Терпеливо говорил Павлищев с прапорщиком, и тот сдался, рассказал, что главные силы их отряда — две сотни кавалерии, четыреста белочехов и несколько офицерских рот — в шести верстах от Петровского.

Главком ответил Павлищеву:

«Держитесь крепко. Утром двину полки на Богоявленск. Со стороны Стерлитамака мне нужен надежный заслон. За сдачу Петровского — расстреляю».

Павлищев сомневался, устоит ли он, но понимал, что должен устоять. Договор с Голощекиным уничтожен, ему даже было стыдно вспоминать о нем, и в душе он благодарил Блюхера за то, что тот не выдал ни его, ни товарищей командирам полков. Иван Степанович уже твердо определил свой жизненный путь, связав свою судьбу с большевиками. Размышляя сейчас над приказанием главкома, он возмущался тем, что ему угрожали, но поймал себя на том, что, будь он на месте главкома, сделал бы то же самое. И вот он вывел два батальона в поле, расположил их в густой ржи, а сам с резервом остался на окраине Петровского.

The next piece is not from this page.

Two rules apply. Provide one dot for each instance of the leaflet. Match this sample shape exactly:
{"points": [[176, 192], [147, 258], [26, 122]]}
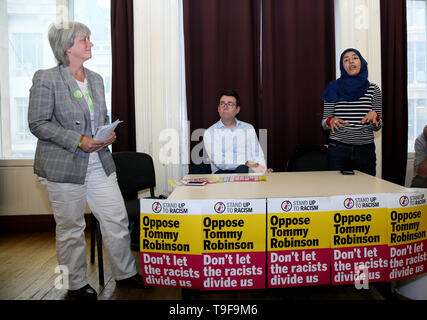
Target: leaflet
{"points": [[103, 132]]}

В полдень подошли белые. Развернувшись двумя цепями с кавалерией на флангах, они стали наступать перебежками. Павлищев следил в бинокль: опытные, дисциплинированные части. Вот подошел чешский взвод к окопавшимся уральцам. Ружейный залп остановил их. Чехи залегли. В наступившей тишине раздался голос, кто-то кричал на ломаном русском языке:

— Братья, мы с вами!

Командир роты поверил и крикнул:

— Ползите сюда!

Через несколько минут чехи подползли и тут же повернулись лицом к своим.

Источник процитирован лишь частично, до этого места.